In today’s lab, you will
be using this technique to look at ecosystem metabolism in two habitats of
Hennington Pond that you know very well. Your
ecosystem enclosures will be clear and black bottles that we will fill, seal,
and incubate for a set period of time. This
is known as a light-dark bottle
experiment. NPP and R are
simply:
NPP = [O2 light]final
– [O2 light]initial
R = [– [O2
dark]initial - O2 dark]final
Note that, unless something
is very wrong, the final oxygen concentration in your light bottles should be
greater than the initial concentration while the final oxygen concentration in
your dark bottles should be less than the initial. There are not many methods commonly used to measure oxygen
concentration. The two most
frequently used are the Winkler Titration
method and oxygen electrode/meters.
The Winkler titration uses chemical reactions to fix all free oxygen in a
sample, meaning that your sample must be sacrificed but also meaning that you
get an exact and real oxygen concentration.
Oxygen electrodes/meters use a gold-tipped electrode to electrically
estimate oxygen concentration based on the rate of oxygen diffusion across a
permeable membrane that is fit over the electrode.
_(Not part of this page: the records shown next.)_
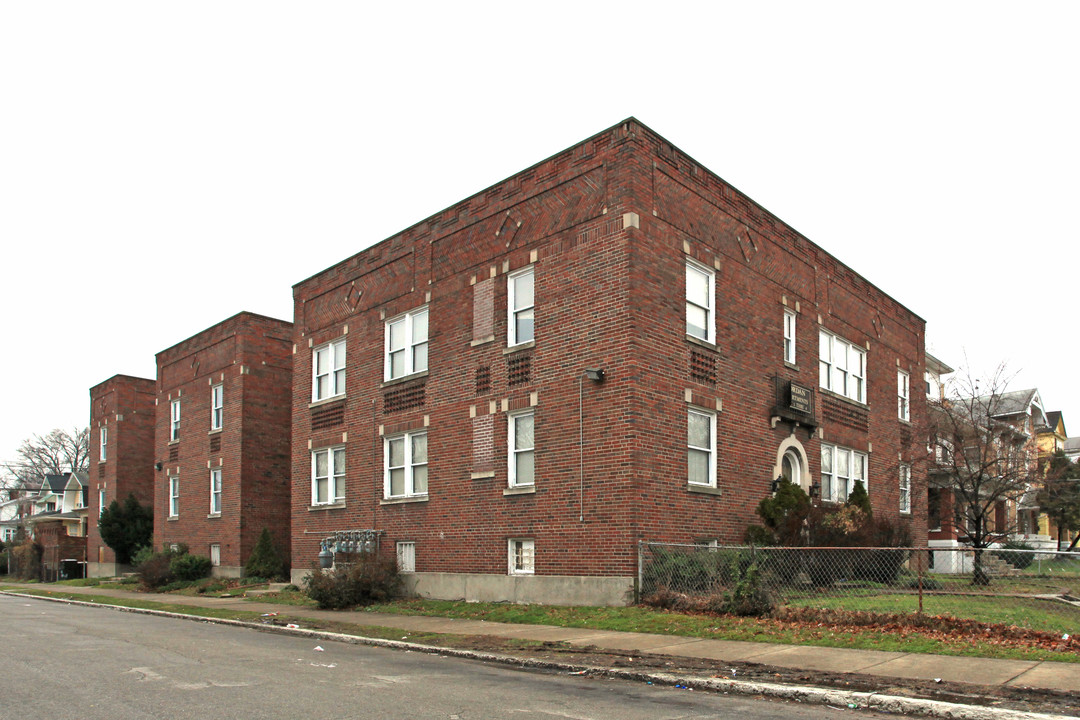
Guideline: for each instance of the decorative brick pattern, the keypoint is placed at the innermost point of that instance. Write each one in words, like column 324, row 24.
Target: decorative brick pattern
column 703, row 367
column 483, row 444
column 484, row 380
column 404, row 397
column 327, row 416
column 483, row 310
column 518, row 369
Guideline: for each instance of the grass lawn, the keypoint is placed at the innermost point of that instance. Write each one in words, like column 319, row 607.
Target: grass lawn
column 644, row 620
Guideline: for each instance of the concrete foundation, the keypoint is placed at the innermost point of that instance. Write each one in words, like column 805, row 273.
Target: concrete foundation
column 107, row 569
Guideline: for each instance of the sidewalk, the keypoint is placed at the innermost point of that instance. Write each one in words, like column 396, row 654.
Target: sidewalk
column 976, row 670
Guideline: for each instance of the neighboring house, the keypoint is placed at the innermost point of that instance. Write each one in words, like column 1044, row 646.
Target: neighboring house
column 1072, row 448
column 934, row 378
column 50, row 497
column 13, row 508
column 223, row 440
column 611, row 345
column 1052, row 438
column 61, row 531
column 122, row 412
column 1015, row 417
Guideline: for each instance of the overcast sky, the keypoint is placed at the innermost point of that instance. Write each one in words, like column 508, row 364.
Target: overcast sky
column 166, row 165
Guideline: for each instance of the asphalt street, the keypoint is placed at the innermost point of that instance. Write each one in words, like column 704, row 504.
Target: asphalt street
column 70, row 661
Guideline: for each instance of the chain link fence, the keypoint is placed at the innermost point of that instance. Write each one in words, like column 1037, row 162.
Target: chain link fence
column 1028, row 588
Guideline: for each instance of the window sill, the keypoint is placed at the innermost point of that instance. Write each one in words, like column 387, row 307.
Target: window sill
column 703, row 343
column 520, row 347
column 400, row 501
column 521, row 490
column 326, row 401
column 315, row 508
column 828, row 393
column 704, row 489
column 404, row 378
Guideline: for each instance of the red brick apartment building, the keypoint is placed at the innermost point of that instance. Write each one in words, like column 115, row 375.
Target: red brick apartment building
column 223, row 440
column 611, row 345
column 121, row 457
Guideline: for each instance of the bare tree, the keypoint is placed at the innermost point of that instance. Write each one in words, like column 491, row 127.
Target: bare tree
column 56, row 452
column 984, row 446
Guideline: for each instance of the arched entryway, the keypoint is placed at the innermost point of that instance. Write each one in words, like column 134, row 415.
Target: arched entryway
column 792, row 463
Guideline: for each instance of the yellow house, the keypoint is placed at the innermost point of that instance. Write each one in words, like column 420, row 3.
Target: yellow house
column 1050, row 438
Meters must thus be calibrated
to known oxygen concentrations, and the most reliable calibration method for a
meter is the Winkler titration. For
ease and simplicity, you will be using oxygen meters in lab today.
You will be using this
light-dark bottle experiment to compare ecosystem metabolism between the shallow
wetland areas and deeper water habitats of Hennington Pond.
You will also attempt to partition NPP, GPP, and R between two
communities of primary producers—phytoplankton and periphyton.
To do this, you will have a treatment of just water (with phytoplankton)
and a treatment of water + periphyton, from both habitats.
It is important to consider the components of the Hennington Pond
ecosystem that you are NOT including in these light-dark bottle measurements
when you analyze your results.
1.
Generate several testable hypotheses as a class that you can test with
today’s exercise.
2.
Set up field data sheets for today’s work, remembering the importance
of noting exact times of readings, oxygen concentration, water temperature,
bottle numbers, treatment type, and habitat location.
3.
Divide into groups and work as teams in the field.
Work should be divided up so that all team members get to experience each
aspect of the exercise. In other
words, don’t make one person record data for the entire lab exercise!
4.
Be sure that you have all field sampling equipment that you will need.
Read below and make a list before you leave the lab.
5.
After sampling, return to the lab and your TA will pool data from all
teams.
1.
The lab group before yours has already made the initial measurements in
the bottles and set them in the appropriate places to incubate.
Retrieve the bottles, carefully remove the ground glass caps (you do not
want to generate any bubbles in the bottles!), and insert the self-stirring
oxygen probe. Note the time, and
measure the oxygen concentration and water temperature.
Your TA will give you the initial oxygen values for all bottles when you
return to the lab.
2.
Now you have to set up an incubation for the next lab.
Empty all bottles, rinse them, refill them carefully, and organize them
by treatment (water, water+periphyton, light, dark, etc.).
Note which bottle numbers correspond to which treatment.
Carefully add a small piece of periphyton to the appropriate bottles.
Take initial oxygen and temperature readings (and the exact time of
each). Carefully replace the bottles in the appropriate
location in each habitat.
3.
Now make some measurements about the environment in which your bottles
were incubating. If possible,
measure the depth of water over your bottles and total water depth.
Measure water clarity as Secchi
Depth. Make some generalities about the gross amount of solar energy
during your incubation. Note
anything else that seems important to you.